The "operator" of a crack house or opium den can also be charged with keeping a disorderly house, as can the owner/operator of an illegal gambling establishment, as well as the owner of a speakeasy, "blind tiger", or "boozecan" (unlicensed bar or pub). Modern vice laws, regulating such things as drinking, gambling, dancing, and drugs, have resulted in calls for the offence of keeping a disorderly house to be abolished.

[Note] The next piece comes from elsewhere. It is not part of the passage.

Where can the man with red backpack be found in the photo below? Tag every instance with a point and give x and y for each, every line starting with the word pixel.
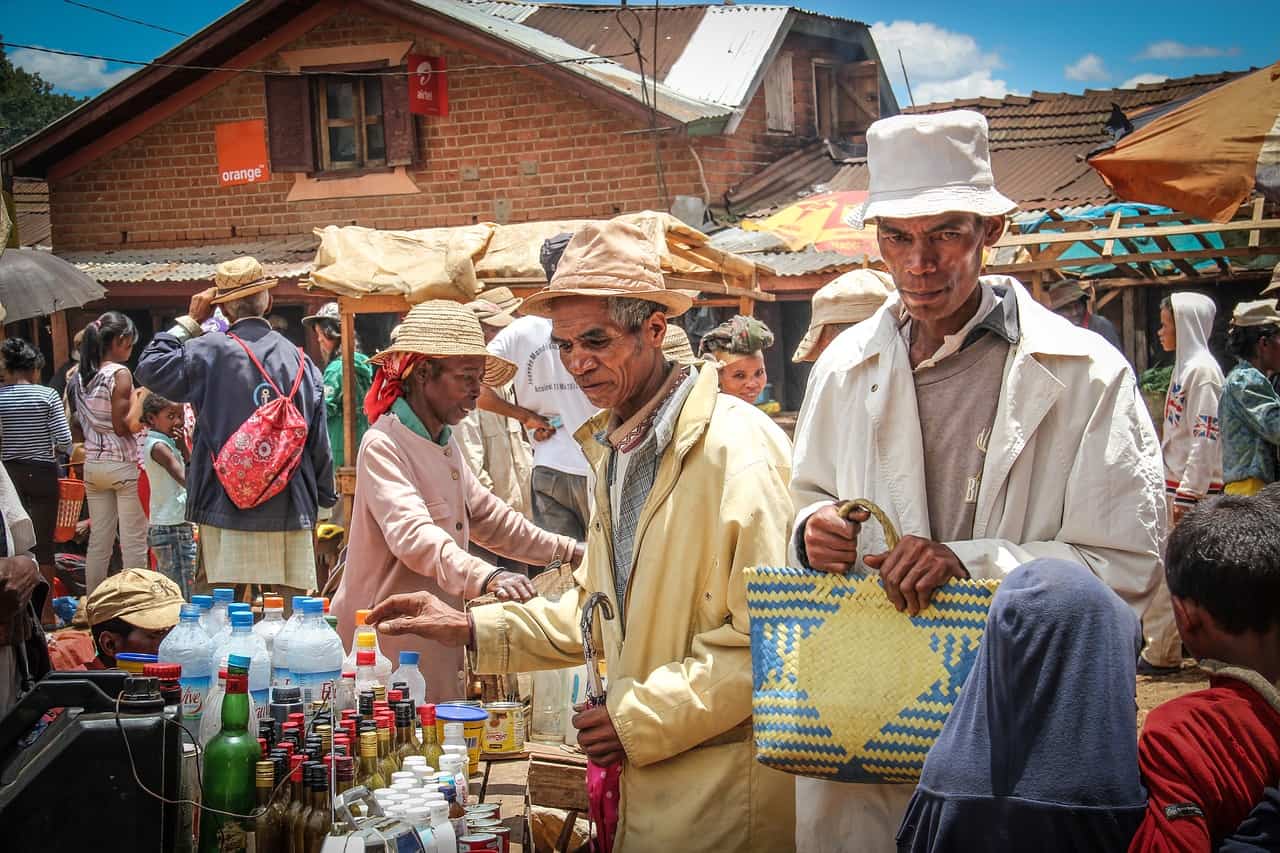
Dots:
pixel 260 466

As brothel-keeping is one of the most common causes for the charge of keeping a disorderly house, "disorderly house" has become something of a euphemism for brothel in the English legal community; brothel or "disorderly house"-related statutory offences can be found under sections 33 to 36 of the Sexual Offences Act 1956, as well as in sections 51A to 56 of the Sexual Offences Act 2003. These are, however, not to be confused with the common law offence of keeping a disorderly house.

==History==
There were formerly statutory provisions relating to disorderly houses under:
- the Disorderly Houses Act 1751.
- sections 1 and 2 of the Sunday Observance Act 1780.

Both acts have been repealed in the UK (Statute Law (Repeals) Act 2008 and Licensing Act 2003).